In [114]:
import cv2
import os
import random
import pandas as pd
import numpy as np
from skimage import feature
from sklearn.metrics import (f1_score, accuracy_score, confusion_matrix)
from sklearn.svm import SVC
from sklearn.neighbors import KNeighborsClassifier
from sklearn.gaussian_process import GaussianProcessClassifier
from sklearn.gaussian_process.kernels import (RBF, Matern)
from sklearn.tree import DecisionTreeClassifier
from sklearn.ensemble import RandomForestClassifier, AdaBoostClassifier
from sklearn.naive_bayes import GaussianNB
from sklearn.discriminant_analysis import QuadraticDiscriminantAnalysis
from xgboost import XGBClassifier

In [115]:
def criarListaImagens(listaCategorias, data_dir, img_size):
  lista = []
  for categoria in listaCategorias:
    path = os.path.join(data_dir, categoria)
    class_num = listaCategorias.index(categoria)
    for img in os.listdir(path):
      try:
        img_array = cv2.imread(os.path.join(path, img))
        new_array = cv2.resize(img_array, (img_size, img_size))
        lista.append([new_array, class_num])
      except Exception as e:
        print(e)
        pass
  return lista

#----------------------------------------------------------------------#

def criaListaTreinoTeste(lista):
  classes = []
  imagens = []
  for imagem in lista:
    imagens.append(imagem[0])
    classes.append(imagem[1])
  return imagens, classes

#----------------------------------------------------------------------#

def obtemCanaisCoresRGB(listaOrigem):
  listaDestino = []
  for imagem in listaOrigem:
    aux = cv2.split(imagem)
    aux.append(cv2.cvtColor(imagem, cv2.COLOR_BGR2GRAY))
    listaDestino.append(aux)

  return listaDestino

#----------------------------------------------------------------------#

def obterCanaisCores(listaOrigem, cvt):
  listaDestino = []
  for imagem in listaOrigem:    
    i = cv2.cvtColor(imagem, cvt)
    aux = cv2.split(i)
    aux = cv2.split(i)
    aux.append(cv2.cvtColor(i, cv2.COLOR_BGR2GRAY))
    listaDestino.append(aux)

  return listaDestino

#----------------------------------------------------------------------#

class LocalBinaryPatterns:
    def __init__(self, numPoints, radius):
        self.numPoints = numPoints
        self.radius = radius
    def describe(self, image, eps=1e-7):
        lbp = feature.local_binary_pattern(image, self.numPoints,
            self.radius, method="uniform")
        (hist, _) = np.histogram(lbp.ravel(),
            bins=np.arange(0, self.numPoints + 3),
            range=(0, self.numPoints + 2))
        hist = hist.astype("float")
        hist /= (hist.sum() + eps)
        return hist

#----------------------------------------------------------------------#

def obtemHistogramaCanais(listaImagens, lbp):
  canal_1 = []
  canal_2 = []
  canal_3 = []
  canal_cinza = []
  for imagem in listaImagens:
    canal_1.append(lbp.describe(imagem[0]))
    canal_2.append(lbp.describe(imagem[1]))
    canal_3.append(lbp.describe(imagem[2]))
    canal_cinza.append(lbp.describe(imagem[3]))
  return canal_1, canal_2, canal_3, canal_cinza

#----------------------------------------------------------------------#

def obterListaTreino(listaIndiceTreino, listaIndiceTeste, listaImagens, classes):
    listaTreino=[]
    listaTeste=[]
    classesTreino = []
    classesTeste = []
    for i in listaIndiceTreino:
        listaTreino.append(listaImagens[int(i)])
        classesTreino.append(classes[int(i)])

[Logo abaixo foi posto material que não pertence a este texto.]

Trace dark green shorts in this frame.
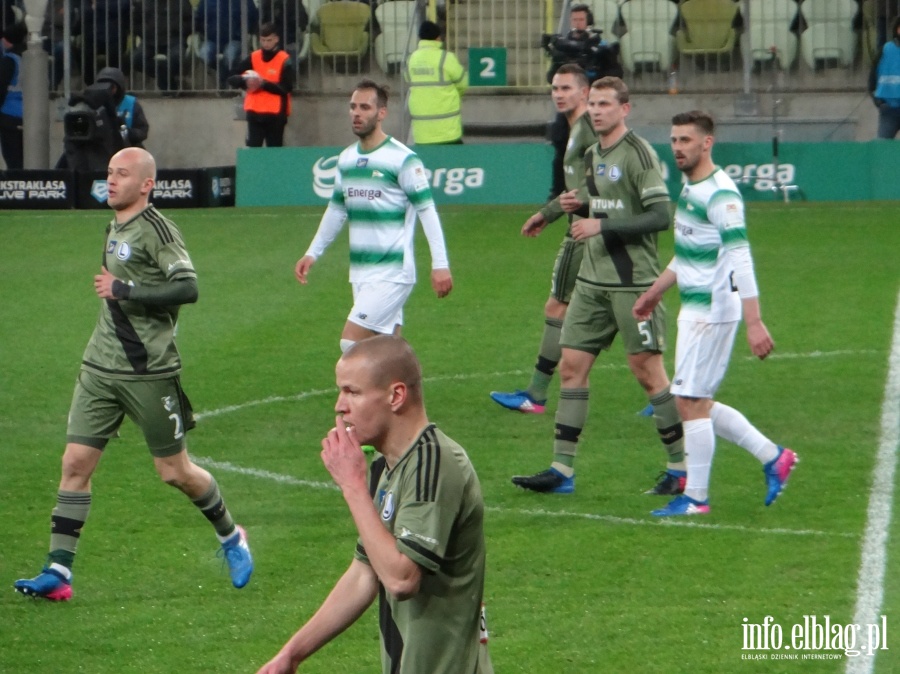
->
[66,370,196,457]
[559,283,666,356]
[550,236,584,304]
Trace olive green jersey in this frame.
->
[82,206,196,379]
[356,425,490,674]
[578,130,669,290]
[541,111,597,228]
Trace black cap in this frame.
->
[419,21,441,40]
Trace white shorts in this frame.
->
[670,320,739,399]
[347,281,413,335]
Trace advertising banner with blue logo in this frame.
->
[237,141,900,206]
[237,143,553,206]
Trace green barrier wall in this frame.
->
[237,141,900,206]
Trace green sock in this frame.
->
[47,489,91,569]
[528,318,562,402]
[650,386,686,470]
[193,476,235,538]
[553,388,589,468]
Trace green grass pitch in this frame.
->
[0,203,900,674]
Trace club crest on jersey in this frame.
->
[381,491,394,522]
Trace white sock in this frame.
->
[684,419,716,501]
[550,461,575,477]
[48,562,72,582]
[710,403,778,464]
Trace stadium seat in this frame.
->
[800,0,858,70]
[309,0,372,59]
[374,0,418,75]
[745,0,797,70]
[584,0,619,44]
[619,0,678,72]
[675,0,738,56]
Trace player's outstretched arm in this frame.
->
[321,417,422,601]
[431,269,453,297]
[522,213,547,237]
[294,255,316,285]
[741,297,775,360]
[257,559,378,674]
[631,268,678,321]
[94,267,200,306]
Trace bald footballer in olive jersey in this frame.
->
[14,147,253,601]
[512,77,687,495]
[258,335,494,674]
[82,206,197,379]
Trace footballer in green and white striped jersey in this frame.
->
[307,136,449,284]
[670,167,750,323]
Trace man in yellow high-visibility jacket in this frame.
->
[405,21,468,145]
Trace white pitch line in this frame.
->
[191,456,856,538]
[485,506,857,538]
[846,295,900,674]
[194,349,879,420]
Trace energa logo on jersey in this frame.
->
[312,155,484,199]
[313,155,337,199]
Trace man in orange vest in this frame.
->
[228,23,294,147]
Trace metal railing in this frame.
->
[0,0,900,96]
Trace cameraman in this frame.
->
[541,4,624,200]
[543,4,622,82]
[97,68,150,147]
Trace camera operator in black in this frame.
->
[542,4,623,83]
[56,68,150,172]
[541,4,624,200]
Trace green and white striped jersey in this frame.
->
[307,136,449,283]
[672,167,750,323]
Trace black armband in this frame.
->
[112,279,131,300]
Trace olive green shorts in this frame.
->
[550,236,584,304]
[559,283,666,356]
[66,370,196,457]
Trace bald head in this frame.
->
[341,335,422,405]
[109,147,156,180]
[106,147,156,213]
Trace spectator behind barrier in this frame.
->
[82,0,131,86]
[131,0,193,91]
[0,23,28,169]
[194,0,259,89]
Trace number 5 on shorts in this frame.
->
[169,414,184,440]
[638,321,653,346]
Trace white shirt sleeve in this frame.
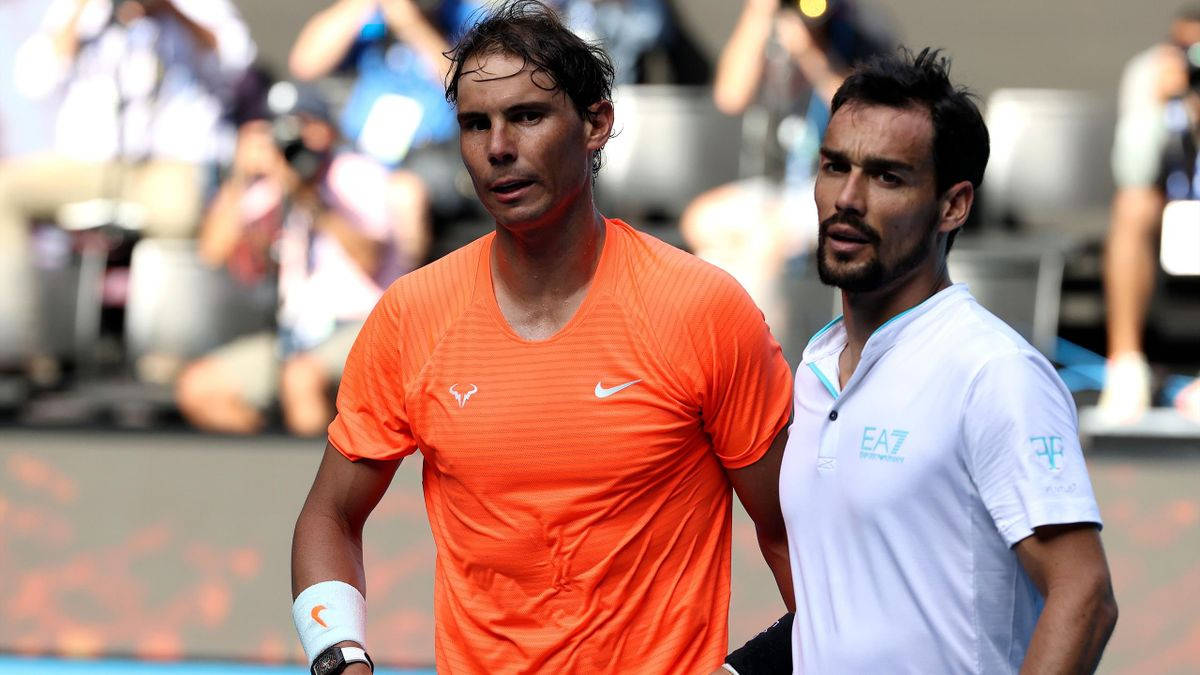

    for i in listaIndiceTeste:
        listaTeste.append(listaImagens[int(i)])
        classesTeste.append(classes[int(i)])
    return listaTreino, listaTeste, classesTreino, classesTeste

In [116]:

names = ["Nearest Neighbors", "Linear SVM", "RBF SVM", "Gaussian Process",
         "Decision Tree", "Random Forest","AdaBoost", "Naive Bayes"]

classifiers = [
    KNeighborsClassifier(3),
    SVC(C=1000, cache_size=200, class_weight=None, coef0=0.0,
        decision_function_shape='ovo', degree=3, gamma='scale', kernel='linear',
        max_iter=-1, probability=False, random_state=109, shrinking=True, tol=0.001,
        verbose=False),
    SVC(C=10000, cache_size=200, class_weight=None, coef0=0.0,
        decision_function_shape='ovo', degree=3, gamma=1, kernel='rbf', max_iter=-1,
        probability=False, random_state=109, shrinking=True, tol=0.001,verbose=False),
    GaussianProcessClassifier(1.0 * RBF(1.0)),
    DecisionTreeClassifier(class_weight=None, criterion='entropy',
        max_depth=3, max_features=None, max_leaf_nodes=None,
        min_impurity_decrease=0.0, min_impurity_split=None,
        min_samples_leaf=50, min_samples_split=2,
        min_weight_fraction_leaf=0.0,
        random_state=None, splitter='best'),
    RandomForestClassifier(bootstrap=False, class_weight=None,
        criterion='gini', max_depth=30, max_features='auto',
        max_leaf_nodes=None, min_impurity_decrease=0.0, min_impurity_split=None,
        min_samples_leaf=4, min_samples_split=2,
        min_weight_fraction_leaf=0.0, n_estimators=600,
        n_jobs=None, oob_score=False, random_state=None),
    AdaBoostClassifier(),
    GaussianNB()
]

#----------------------------------------------------------------------#

def xgboost(listaTreino, listaTeste, classesTreino, classesTeste):
    m = XGBClassifier(colsample_bytree= 0.7, 
        gamma= 0.2, learning_rate= 0.15, max_depth= 5, 
        min_child_weight= 1, eta= 0.3 ).fit(listaTreino, classesTreino)
    preds = m.predict(listaTeste)
    y_pred = m.predict(listaTeste)     
    acc = accuracy_score(classesTeste, y_pred)
    f1  = f1_score(classesTeste, y_pred, average='weighted')
    cm  = confusion_matrix(classesTeste, y_pred)
    return acc, f1, cm

#----------------------------------------------------------------------#

def utilizarClassificadores(listaTreino, classesTreino, listaTeste, classesTeste, namesClassifiers, classifiers):
    listaAccuracy = {}
    listaCM = {}
    listaF1Score = {}
    for i, c in enumerate(classifiers):
        m = c.fit(listaTreino, classesTreino)
        y_pred = m.predict(listaTeste)         
        listaAccuracy[namesClassifiers[i]] = accuracy_score(classesTeste, y_pred)
        listaF1Score[namesClassifiers[i]]  = f1_score(classesTeste, y_pred, average='weighted')
        listaCM[namesClassifiers[i]]       = confusion_matrix(classesTeste, y_pred)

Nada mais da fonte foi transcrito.